Atentados e atropelos à parte, o "suicídio coletivo" aconteceu. Quem compareceu pode testemunhar em nossa defesa - ou acusação. Só não vale ficar indiferente a dez mulheres sangrando desespero por todos os poros. Dez mulheres saltando do topo de textos densos, mesmo quando irônicos. Dez suicidas despidas de preconceitos - e despindo o pré-conceito que permeia a literatura feminina. Sim, ele existe. Ainda. E se veste de um (ul)traje qualquer. Por isso, as suicidas. E também as suicidas, para rir de tudo isso.

Nossa garra, rasgando essa veste démodé - guerra dos sexos é uma roupa pra lá de fora de moda. E suja . Mas algumas pessoas a usam, disfarçando o ranço ou com o tema batido despudoradamente à mostra. Frederico Barbosa é testemunha ocular desse crime. E logo na abertura do evento, o condena.

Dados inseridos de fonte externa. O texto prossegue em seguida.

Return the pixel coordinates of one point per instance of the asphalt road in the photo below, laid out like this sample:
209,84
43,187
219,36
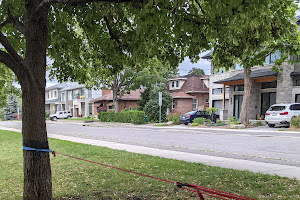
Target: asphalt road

Quarta-feira saímos do site de apenas letras impressas. Deixamos nossas cidades, casas e Internet. Fomos dar a cara a tapa. E antes que pensem que além de suicidas, somos escritoras masoquistas, declaro: temos coragem. Falo por mim, mas creio que as demais assinam embaixo. Coragem de dar o recado, doa a quem doer. E danem-se os insensíveis!

Saímos da tela para o telão que mostrava slides das autoras presentes e, também, as representadas (uma pena não estarmos todas unidas, mas teremos outras oportunidades - morte lenta, mais prazerosa que a súbita).

Saímos do nosso próprio anonimato e pudemos trocar palavras, abraços, beijinhos, olhares. Ouvir a voz que soa o que os dedos suam, todos - suicidas ou não - puderam. O público, como meros estudantes em uma sala de aula, estudava gestos de quem estava ao microfone para, igualmente, aprender. Vi, na platéia, alguns mestres das palavras. Os nomes, fotos e outros detalhes, deixo por conta de Mariza Lourenço, presente em espírito. Aliás, toda suicida esteve presente. Se não fisicamente, na tentativa bem sucedida de morte ao estereótipo.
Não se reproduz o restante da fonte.